Cette réaction intervient dans un contexte particulier. Sur TikTok, un Congolais vivant en Europe affirme avoir été proche d’un groupe qui aurait planifié la mort de Marie Misamu. Une accusation particulièrement grave qui n’est, à ce stade, étayée par aucun élément public permettant d’en vérifier la véracité.
À cette première sortie est venue s’ajouter celle de l’humoriste Leader Amisi. Ce dernier a récemment affirmé être l’un des deux enfants de Marie Misamu.
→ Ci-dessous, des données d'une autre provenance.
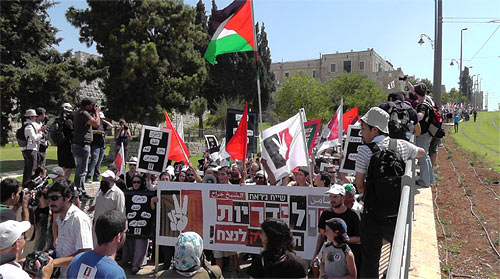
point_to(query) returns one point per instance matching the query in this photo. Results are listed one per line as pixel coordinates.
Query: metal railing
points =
(399, 261)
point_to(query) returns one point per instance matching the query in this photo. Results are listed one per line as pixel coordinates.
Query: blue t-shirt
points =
(91, 265)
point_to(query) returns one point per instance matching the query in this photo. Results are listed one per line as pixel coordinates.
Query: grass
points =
(490, 138)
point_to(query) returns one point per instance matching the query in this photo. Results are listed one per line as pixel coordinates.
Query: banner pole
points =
(302, 119)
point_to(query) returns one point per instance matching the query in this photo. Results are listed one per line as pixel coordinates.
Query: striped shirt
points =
(406, 149)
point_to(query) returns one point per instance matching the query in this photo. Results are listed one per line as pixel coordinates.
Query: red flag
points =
(237, 145)
(350, 118)
(120, 160)
(178, 150)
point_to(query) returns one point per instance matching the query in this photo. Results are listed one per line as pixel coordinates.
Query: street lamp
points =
(421, 41)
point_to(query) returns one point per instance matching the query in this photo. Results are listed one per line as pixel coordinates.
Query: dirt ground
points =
(465, 183)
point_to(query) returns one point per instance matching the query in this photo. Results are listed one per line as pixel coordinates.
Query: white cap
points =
(108, 173)
(10, 231)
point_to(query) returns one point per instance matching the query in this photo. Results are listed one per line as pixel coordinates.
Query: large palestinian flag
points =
(234, 30)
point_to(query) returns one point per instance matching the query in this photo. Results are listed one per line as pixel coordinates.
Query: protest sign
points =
(141, 218)
(312, 130)
(353, 140)
(228, 217)
(232, 122)
(153, 149)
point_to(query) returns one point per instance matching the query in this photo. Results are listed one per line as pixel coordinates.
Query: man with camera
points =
(74, 228)
(12, 242)
(13, 198)
(111, 230)
(84, 119)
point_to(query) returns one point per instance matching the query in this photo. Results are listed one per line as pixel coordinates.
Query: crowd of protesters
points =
(350, 236)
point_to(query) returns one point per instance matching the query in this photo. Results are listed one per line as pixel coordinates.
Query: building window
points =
(347, 66)
(333, 68)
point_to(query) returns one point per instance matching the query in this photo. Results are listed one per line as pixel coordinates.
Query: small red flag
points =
(178, 150)
(350, 118)
(237, 145)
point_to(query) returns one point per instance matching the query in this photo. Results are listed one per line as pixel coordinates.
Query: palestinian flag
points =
(234, 30)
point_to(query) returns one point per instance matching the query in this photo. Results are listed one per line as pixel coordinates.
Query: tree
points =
(301, 91)
(198, 108)
(149, 48)
(357, 91)
(33, 74)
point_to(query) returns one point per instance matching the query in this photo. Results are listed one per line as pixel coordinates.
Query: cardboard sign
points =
(141, 218)
(228, 217)
(233, 119)
(312, 131)
(353, 140)
(153, 149)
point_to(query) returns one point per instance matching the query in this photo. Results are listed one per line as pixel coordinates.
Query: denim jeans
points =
(96, 156)
(81, 153)
(426, 171)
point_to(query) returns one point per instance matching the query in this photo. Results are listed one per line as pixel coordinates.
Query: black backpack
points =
(399, 120)
(20, 136)
(56, 134)
(383, 182)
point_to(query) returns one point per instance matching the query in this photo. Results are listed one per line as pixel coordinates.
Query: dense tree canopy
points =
(149, 48)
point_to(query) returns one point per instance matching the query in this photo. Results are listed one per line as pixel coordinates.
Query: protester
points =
(43, 143)
(339, 210)
(74, 228)
(111, 231)
(424, 111)
(65, 157)
(135, 248)
(97, 148)
(33, 134)
(84, 119)
(12, 242)
(337, 260)
(278, 259)
(122, 136)
(374, 129)
(189, 260)
(12, 200)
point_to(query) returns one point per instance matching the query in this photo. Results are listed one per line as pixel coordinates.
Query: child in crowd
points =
(337, 260)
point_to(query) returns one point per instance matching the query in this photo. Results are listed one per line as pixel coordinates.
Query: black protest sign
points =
(354, 139)
(153, 150)
(141, 218)
(233, 120)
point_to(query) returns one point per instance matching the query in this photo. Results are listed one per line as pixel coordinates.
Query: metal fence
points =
(399, 261)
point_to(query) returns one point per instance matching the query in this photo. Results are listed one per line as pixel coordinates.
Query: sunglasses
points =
(54, 197)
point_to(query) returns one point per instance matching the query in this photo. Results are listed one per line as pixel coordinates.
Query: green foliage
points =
(149, 48)
(301, 91)
(33, 74)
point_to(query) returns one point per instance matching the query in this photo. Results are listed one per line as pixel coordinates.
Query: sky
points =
(302, 29)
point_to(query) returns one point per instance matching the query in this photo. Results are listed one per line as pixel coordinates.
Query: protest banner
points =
(141, 218)
(233, 120)
(153, 149)
(312, 131)
(353, 140)
(228, 217)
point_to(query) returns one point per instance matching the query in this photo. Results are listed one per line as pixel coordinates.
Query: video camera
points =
(43, 257)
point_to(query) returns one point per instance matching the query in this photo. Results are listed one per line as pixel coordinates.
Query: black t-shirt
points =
(292, 267)
(83, 131)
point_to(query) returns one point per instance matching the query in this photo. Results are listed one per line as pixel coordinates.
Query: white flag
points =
(283, 146)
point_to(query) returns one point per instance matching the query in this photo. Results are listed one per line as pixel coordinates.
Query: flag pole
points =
(256, 54)
(302, 119)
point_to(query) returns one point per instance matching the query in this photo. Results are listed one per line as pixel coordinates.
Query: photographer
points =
(12, 242)
(122, 135)
(12, 198)
(85, 118)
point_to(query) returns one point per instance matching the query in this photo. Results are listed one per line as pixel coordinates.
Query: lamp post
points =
(460, 74)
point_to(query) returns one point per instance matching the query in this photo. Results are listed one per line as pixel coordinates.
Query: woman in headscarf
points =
(189, 260)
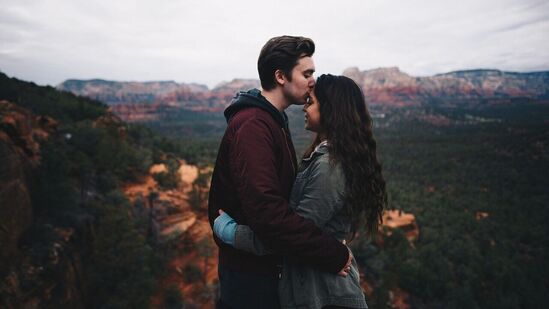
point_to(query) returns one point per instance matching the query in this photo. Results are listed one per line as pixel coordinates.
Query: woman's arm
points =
(239, 236)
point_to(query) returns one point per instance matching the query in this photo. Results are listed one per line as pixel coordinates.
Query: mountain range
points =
(385, 87)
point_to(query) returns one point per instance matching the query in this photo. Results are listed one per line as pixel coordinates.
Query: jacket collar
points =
(254, 98)
(320, 149)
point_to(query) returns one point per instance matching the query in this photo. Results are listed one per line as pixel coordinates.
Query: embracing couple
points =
(282, 227)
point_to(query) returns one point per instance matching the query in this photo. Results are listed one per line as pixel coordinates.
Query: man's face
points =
(297, 91)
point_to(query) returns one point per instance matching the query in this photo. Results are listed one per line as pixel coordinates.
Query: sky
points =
(212, 41)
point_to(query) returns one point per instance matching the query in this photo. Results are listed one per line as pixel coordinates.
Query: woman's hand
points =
(225, 228)
(347, 268)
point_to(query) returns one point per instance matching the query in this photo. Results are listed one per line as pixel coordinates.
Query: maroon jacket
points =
(252, 182)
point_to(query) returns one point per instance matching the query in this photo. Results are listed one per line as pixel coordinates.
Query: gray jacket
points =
(317, 195)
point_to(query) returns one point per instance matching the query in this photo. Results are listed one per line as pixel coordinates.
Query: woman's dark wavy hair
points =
(347, 125)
Sa déclaration a relancé les conversations sur la vie privée de l’artiste et provoqué une nouvelle vague de commentaires sur les plateformes numériques.
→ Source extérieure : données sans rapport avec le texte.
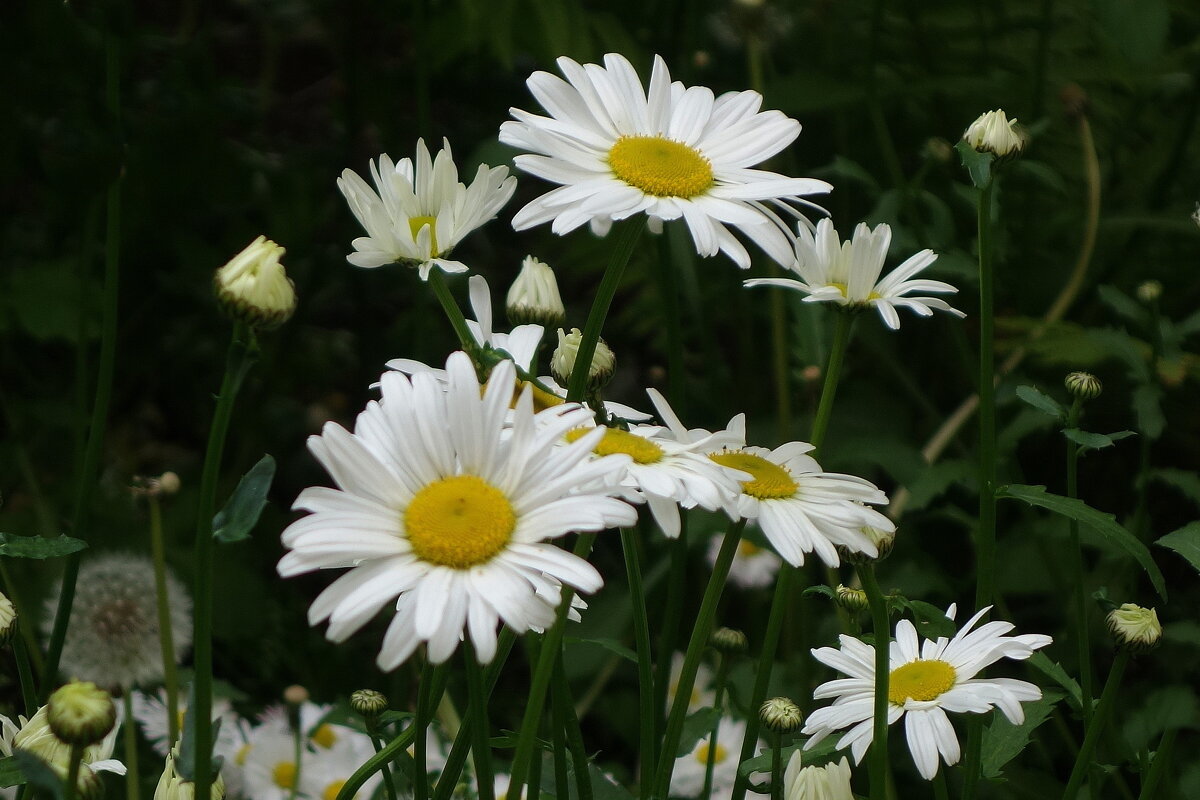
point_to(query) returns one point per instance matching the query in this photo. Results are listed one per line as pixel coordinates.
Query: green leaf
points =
(37, 547)
(978, 163)
(1185, 541)
(1101, 522)
(240, 515)
(1042, 402)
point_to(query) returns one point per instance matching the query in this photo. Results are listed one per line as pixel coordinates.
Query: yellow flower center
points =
(660, 167)
(771, 481)
(285, 775)
(417, 223)
(459, 522)
(921, 680)
(324, 737)
(616, 440)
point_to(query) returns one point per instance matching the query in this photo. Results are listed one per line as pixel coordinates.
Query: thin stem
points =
(882, 629)
(166, 643)
(645, 673)
(1099, 723)
(607, 288)
(691, 659)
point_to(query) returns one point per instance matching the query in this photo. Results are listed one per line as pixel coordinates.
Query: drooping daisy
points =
(927, 680)
(438, 512)
(847, 274)
(672, 152)
(421, 211)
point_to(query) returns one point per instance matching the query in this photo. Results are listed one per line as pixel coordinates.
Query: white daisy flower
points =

Ruth Misamu choisit cependant de ne répondre directement ni aux accusations autour du décès de sa mère ni aux affirmations concernant sa famille.
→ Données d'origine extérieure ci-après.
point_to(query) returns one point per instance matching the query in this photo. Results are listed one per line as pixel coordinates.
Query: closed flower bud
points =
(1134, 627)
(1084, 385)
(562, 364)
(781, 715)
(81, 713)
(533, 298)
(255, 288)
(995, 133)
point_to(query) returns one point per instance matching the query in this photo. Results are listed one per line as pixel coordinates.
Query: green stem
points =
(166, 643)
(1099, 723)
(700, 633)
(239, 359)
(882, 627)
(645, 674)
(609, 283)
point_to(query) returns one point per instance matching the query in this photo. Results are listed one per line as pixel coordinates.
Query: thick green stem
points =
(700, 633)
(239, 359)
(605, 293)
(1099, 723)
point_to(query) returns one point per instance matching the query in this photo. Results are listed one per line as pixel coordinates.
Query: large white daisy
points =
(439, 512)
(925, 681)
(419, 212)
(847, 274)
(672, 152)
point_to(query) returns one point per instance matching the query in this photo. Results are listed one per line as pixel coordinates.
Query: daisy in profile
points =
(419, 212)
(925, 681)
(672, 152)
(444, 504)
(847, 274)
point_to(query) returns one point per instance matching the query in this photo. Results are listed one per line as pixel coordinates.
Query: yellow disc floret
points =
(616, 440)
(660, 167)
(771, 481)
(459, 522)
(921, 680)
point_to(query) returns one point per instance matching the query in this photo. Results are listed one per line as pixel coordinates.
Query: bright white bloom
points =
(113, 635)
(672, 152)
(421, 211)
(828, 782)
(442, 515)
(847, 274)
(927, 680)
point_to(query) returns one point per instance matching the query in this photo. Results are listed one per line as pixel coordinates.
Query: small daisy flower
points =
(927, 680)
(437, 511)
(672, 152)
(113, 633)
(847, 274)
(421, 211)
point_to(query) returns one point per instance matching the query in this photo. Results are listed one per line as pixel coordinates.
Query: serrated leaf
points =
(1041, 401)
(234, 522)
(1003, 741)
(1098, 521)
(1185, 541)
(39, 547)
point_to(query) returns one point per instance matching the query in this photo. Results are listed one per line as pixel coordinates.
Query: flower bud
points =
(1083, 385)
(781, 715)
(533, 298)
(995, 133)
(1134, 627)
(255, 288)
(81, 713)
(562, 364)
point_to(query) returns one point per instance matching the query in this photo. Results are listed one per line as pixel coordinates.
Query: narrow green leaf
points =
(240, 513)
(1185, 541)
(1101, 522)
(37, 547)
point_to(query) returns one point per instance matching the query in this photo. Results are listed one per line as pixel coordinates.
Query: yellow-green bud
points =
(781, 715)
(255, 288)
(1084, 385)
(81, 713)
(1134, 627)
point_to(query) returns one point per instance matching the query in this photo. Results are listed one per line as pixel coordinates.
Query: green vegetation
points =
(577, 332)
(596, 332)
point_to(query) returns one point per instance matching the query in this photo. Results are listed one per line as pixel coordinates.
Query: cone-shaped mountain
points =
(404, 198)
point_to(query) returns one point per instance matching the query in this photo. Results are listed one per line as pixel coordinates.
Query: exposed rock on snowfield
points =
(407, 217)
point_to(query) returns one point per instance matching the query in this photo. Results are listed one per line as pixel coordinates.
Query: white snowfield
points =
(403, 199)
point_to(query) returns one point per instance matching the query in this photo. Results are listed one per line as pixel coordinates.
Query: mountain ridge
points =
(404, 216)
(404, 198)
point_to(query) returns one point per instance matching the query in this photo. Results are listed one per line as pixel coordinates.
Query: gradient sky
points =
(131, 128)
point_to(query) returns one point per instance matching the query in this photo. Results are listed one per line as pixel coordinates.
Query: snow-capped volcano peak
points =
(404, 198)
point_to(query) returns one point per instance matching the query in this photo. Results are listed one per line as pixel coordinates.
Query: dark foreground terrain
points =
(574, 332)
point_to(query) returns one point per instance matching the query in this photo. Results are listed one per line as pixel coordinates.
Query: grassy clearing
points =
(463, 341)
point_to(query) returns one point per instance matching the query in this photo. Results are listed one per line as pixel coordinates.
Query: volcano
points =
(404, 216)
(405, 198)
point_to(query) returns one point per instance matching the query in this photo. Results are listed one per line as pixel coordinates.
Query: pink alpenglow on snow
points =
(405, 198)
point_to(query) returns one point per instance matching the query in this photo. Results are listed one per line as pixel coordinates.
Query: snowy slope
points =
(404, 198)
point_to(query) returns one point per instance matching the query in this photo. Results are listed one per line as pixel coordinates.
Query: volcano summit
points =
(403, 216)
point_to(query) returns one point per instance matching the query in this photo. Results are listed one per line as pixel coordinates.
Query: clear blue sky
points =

« J’ai choisi de garder le silence pendant de nombreuses années, et aujourd’hui encore, je choisis la paix plutôt que les disputes, la prière plutôt que les représailles, et la vérité plutôt que les rumeurs », explique-t-elle.
Elle déplore que le nom de Marie Misamu soit à nouveau associé à différentes histoires plusieurs années après sa disparition, particulièrement sur les circonstances de son décès.
« À ceux qui continuent à parler d’elle, je demande simplement ceci : rappelez-vous que derrière un nom se trouve une famille, et derrière chaque histoire se trouve une vie humaine », poursuit Ruth Misamu.
Plutôt qu’une mise au point détaillée sur les différentes déclarations actuellement relayées, la fille de Marie Misamu privilégie donc un appel à la retenue. Elle assure que sa famille continuera à prier et à préserver la mémoire de la chanteuse, sans se laisser entraîner dans une succession de réactions publiques.
« Si le silence est ce qui préserve la paix, alors nous garderons le silence », conclut-elle.